I checked to see if my cell service was on. It had been coming and going – I’d texted back a coworker during a brief window an hour or two ago – and was now allowing me to look at google maps. It cheerfully informed me I had gone .2 miles in the past quarter hour.
So, what to do? One foot in front of the other. More markers, more counting. The shaky steel cable and plank bridges that I had photographed on my way in to get across. A stumble there gave me a bit of a scare, but everything was still attached, body and gear alike.
More chanting, softly in case anyone else should appear on the trail. No one did.Another quarter hour. Another… .3 miles? That didn’t make any sense. I didn’t walk that slow, right? I did often do quick spurts of walking and then pause for meditation, when doing my greenway walks, but I hadn’t been doing that here. My little breaks had been a minute or two long each, not twenty minutes.
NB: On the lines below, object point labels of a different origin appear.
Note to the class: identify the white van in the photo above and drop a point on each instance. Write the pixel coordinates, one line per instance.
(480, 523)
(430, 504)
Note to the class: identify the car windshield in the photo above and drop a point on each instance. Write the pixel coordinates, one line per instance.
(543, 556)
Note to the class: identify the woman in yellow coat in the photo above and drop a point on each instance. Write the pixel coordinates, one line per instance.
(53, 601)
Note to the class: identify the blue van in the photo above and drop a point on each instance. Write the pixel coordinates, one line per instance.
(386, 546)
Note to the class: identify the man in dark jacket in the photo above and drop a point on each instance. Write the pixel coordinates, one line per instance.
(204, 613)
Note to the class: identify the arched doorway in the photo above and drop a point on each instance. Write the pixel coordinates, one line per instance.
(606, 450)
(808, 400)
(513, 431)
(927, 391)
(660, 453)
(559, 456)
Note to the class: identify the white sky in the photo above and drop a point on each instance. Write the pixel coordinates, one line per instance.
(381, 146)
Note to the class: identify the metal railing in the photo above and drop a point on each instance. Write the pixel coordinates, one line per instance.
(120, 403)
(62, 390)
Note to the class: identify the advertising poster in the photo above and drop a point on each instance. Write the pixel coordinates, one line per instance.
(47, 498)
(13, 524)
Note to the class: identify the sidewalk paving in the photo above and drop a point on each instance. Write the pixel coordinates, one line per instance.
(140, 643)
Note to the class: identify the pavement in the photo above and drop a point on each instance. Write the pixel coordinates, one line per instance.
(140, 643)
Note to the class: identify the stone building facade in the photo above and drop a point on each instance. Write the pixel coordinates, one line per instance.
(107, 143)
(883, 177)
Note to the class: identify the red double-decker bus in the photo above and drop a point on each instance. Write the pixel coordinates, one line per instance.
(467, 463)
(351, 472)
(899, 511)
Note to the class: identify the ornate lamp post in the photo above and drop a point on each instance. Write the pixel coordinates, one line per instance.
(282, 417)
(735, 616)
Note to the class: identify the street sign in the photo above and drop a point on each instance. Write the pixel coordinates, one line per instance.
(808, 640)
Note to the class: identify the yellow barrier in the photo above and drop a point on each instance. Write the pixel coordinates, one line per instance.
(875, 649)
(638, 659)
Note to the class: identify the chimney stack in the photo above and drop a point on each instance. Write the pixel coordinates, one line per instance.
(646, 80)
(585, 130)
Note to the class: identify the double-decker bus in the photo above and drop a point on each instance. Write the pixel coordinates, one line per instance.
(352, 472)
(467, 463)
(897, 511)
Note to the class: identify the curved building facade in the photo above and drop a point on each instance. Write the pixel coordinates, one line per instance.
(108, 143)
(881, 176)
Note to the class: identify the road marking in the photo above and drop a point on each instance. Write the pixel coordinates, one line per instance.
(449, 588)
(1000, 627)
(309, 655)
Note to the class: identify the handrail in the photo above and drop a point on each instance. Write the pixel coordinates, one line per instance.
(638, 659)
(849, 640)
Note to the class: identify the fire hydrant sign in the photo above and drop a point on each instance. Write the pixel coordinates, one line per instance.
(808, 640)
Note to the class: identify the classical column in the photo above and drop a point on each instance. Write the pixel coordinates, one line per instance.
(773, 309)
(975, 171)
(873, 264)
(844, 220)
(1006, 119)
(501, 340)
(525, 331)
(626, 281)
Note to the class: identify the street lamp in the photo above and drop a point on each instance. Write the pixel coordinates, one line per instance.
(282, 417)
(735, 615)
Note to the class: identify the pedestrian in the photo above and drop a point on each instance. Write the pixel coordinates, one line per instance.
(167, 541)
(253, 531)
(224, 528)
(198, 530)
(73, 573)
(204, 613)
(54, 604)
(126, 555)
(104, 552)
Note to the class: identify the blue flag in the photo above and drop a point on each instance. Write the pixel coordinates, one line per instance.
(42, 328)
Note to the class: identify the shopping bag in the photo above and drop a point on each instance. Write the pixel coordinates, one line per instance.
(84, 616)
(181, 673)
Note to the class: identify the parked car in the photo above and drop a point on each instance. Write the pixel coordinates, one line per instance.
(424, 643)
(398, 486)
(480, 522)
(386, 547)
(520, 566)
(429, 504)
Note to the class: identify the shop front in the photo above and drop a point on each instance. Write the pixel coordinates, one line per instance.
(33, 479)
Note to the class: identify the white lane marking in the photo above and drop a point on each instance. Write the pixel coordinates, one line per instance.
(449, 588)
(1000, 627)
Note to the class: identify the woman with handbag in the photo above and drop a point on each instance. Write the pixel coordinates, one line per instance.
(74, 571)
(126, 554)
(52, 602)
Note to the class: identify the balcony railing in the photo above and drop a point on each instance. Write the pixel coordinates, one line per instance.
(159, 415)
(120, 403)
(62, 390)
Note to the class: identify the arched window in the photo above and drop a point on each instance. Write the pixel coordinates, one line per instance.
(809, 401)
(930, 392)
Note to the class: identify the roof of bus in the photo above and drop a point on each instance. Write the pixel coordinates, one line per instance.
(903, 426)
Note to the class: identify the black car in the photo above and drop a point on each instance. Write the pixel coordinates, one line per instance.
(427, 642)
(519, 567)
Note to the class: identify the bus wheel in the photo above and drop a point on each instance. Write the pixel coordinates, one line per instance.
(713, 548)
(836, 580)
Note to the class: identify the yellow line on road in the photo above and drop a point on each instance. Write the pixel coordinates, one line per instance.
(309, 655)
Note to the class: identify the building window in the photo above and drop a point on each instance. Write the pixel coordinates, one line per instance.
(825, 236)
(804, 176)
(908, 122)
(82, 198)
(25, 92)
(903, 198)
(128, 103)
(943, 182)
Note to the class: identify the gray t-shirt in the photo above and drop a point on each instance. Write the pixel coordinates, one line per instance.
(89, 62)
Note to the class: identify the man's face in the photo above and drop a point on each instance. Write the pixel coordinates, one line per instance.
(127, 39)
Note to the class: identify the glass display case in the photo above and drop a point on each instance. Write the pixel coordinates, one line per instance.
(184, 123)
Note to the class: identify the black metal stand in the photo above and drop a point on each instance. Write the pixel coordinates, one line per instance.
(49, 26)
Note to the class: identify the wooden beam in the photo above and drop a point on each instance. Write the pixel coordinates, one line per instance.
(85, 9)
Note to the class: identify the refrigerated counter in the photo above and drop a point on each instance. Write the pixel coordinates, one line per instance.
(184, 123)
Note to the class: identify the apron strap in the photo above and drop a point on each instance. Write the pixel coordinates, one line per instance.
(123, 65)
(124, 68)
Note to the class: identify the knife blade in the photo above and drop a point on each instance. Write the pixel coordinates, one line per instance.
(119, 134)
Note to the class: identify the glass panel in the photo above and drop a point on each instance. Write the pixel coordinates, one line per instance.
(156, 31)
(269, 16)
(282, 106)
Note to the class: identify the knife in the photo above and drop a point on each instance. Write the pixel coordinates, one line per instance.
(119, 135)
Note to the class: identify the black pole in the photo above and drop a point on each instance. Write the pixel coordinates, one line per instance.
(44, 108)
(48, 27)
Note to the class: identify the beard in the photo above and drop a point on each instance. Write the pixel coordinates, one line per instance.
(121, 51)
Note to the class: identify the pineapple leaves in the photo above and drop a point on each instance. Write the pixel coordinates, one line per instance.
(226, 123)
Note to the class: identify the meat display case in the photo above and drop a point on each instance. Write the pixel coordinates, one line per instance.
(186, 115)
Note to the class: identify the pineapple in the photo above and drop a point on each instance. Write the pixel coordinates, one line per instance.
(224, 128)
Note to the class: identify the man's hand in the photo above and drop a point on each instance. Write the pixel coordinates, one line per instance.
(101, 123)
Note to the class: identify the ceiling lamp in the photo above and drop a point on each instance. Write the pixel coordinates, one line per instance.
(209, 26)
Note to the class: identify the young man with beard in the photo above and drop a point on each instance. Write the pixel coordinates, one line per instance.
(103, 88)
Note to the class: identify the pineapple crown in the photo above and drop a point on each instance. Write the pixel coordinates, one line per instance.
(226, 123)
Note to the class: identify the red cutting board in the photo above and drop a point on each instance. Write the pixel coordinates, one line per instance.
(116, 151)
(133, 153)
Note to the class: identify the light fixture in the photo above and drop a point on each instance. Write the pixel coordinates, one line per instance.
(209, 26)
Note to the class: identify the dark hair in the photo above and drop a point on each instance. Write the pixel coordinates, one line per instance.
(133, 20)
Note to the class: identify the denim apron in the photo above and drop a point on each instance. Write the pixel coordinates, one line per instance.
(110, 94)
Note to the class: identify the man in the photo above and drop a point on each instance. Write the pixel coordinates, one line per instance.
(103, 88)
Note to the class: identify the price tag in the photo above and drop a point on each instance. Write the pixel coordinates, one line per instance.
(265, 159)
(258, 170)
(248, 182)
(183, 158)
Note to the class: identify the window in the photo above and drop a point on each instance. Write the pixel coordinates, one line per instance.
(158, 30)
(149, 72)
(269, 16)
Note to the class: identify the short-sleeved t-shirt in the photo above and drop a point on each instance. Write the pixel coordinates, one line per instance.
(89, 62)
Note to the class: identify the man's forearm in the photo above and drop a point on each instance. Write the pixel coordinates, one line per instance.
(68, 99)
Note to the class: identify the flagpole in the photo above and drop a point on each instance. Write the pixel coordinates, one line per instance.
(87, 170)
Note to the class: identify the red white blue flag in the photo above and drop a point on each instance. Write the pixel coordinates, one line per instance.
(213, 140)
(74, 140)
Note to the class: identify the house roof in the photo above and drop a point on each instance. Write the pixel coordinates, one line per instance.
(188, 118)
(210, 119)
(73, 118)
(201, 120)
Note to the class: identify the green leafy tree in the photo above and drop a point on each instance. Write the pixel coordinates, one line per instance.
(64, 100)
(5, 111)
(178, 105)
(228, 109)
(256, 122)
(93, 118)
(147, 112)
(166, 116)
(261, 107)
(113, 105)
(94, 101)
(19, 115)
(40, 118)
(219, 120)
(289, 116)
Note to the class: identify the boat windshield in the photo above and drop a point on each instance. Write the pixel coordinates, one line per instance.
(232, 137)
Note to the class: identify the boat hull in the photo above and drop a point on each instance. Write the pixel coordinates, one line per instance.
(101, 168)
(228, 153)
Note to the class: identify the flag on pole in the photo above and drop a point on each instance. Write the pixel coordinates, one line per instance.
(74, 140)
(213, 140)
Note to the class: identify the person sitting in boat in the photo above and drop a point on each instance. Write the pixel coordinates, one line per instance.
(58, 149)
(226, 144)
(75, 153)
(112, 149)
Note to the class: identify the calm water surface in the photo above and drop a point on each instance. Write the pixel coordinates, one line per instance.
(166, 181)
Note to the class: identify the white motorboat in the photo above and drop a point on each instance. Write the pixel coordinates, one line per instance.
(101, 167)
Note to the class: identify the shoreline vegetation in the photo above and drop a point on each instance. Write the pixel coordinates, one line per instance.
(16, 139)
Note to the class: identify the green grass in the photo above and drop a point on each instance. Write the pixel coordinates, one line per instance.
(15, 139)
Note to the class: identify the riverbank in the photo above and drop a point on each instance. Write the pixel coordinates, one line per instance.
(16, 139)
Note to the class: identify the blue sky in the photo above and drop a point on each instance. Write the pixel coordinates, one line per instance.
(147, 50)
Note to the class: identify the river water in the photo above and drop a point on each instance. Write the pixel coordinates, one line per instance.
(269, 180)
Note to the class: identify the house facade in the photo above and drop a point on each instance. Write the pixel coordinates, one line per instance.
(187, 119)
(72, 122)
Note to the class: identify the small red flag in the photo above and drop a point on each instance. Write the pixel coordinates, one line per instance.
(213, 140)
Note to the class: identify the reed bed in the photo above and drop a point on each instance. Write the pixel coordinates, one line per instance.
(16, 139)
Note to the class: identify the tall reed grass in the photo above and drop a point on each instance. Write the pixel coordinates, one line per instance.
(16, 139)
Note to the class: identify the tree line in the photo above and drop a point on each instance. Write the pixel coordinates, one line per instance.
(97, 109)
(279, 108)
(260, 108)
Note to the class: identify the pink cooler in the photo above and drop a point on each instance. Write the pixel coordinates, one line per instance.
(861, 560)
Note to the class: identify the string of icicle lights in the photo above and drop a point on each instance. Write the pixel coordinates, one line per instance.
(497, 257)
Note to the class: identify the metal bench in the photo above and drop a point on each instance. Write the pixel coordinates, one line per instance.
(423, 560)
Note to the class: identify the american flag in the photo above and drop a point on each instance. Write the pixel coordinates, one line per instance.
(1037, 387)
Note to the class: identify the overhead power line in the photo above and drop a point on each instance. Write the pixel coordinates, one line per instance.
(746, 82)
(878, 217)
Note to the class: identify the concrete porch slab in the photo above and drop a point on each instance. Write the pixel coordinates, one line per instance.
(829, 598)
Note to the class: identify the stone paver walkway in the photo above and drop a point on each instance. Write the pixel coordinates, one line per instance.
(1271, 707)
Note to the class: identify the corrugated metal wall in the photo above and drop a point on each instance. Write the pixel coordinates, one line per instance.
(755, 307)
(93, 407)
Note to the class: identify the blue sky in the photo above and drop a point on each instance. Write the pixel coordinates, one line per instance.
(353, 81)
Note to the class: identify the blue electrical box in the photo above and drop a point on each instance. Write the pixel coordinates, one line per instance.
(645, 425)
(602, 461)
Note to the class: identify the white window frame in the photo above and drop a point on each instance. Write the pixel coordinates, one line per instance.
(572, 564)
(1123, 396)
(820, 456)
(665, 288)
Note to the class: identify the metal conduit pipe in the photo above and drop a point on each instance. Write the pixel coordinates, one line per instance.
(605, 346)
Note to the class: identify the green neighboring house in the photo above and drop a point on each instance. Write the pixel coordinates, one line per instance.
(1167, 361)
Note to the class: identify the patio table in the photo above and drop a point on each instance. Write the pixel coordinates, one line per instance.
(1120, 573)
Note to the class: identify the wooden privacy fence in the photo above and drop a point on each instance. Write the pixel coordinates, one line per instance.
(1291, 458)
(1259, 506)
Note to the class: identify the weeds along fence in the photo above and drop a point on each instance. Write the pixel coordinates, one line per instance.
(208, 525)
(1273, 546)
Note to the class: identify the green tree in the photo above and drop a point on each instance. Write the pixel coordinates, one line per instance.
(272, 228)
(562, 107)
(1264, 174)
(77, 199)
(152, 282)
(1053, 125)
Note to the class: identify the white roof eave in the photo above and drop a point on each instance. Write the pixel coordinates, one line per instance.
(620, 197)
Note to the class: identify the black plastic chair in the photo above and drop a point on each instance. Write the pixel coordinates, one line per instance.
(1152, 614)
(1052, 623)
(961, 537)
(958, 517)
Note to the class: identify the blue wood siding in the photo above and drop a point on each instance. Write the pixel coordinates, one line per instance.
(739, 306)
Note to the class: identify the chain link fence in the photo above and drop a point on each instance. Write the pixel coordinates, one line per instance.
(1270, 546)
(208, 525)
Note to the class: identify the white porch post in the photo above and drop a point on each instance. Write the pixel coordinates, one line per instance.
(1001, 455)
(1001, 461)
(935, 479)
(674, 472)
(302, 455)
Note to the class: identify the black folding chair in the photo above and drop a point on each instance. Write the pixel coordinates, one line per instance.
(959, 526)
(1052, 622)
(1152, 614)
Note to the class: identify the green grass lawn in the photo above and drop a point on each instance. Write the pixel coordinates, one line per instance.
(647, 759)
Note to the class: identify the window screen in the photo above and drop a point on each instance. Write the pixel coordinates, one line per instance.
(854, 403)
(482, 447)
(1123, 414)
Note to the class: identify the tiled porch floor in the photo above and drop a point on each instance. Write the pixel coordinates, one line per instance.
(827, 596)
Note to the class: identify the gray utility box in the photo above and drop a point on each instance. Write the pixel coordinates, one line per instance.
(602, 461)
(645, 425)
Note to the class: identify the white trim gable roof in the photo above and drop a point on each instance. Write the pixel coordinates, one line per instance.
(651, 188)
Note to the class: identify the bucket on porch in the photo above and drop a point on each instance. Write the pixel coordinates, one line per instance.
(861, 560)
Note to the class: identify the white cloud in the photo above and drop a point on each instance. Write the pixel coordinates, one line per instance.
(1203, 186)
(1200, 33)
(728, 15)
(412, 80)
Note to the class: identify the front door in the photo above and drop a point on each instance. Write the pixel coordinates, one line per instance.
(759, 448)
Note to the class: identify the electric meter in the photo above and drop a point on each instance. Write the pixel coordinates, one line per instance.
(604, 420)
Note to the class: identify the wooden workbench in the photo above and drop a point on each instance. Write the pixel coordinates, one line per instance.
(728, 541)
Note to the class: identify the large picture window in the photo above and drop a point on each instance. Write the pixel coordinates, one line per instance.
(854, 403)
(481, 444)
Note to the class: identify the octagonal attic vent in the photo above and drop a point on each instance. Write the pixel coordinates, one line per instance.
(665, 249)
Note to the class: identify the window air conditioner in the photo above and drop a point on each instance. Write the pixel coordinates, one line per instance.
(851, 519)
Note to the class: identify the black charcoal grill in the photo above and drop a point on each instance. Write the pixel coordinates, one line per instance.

One foot in front of the other. Laughing aloud because… ? Tap those trail markers.
Then the ranger station, and no fit of laughter this time. Just stopping in the bathroom to wash my face and then moving to the vehicle, getting in. Opening the windows. Arranging all my stuff for the drive home. Mapping it out.
No “I did it!” No celebratory post to FB or Insta. No selfies of my red face or messy hair.
It took me an hour to walk a mile, and that’s okay.
It took me two days in the woods to finish a thought process, and that’s okay.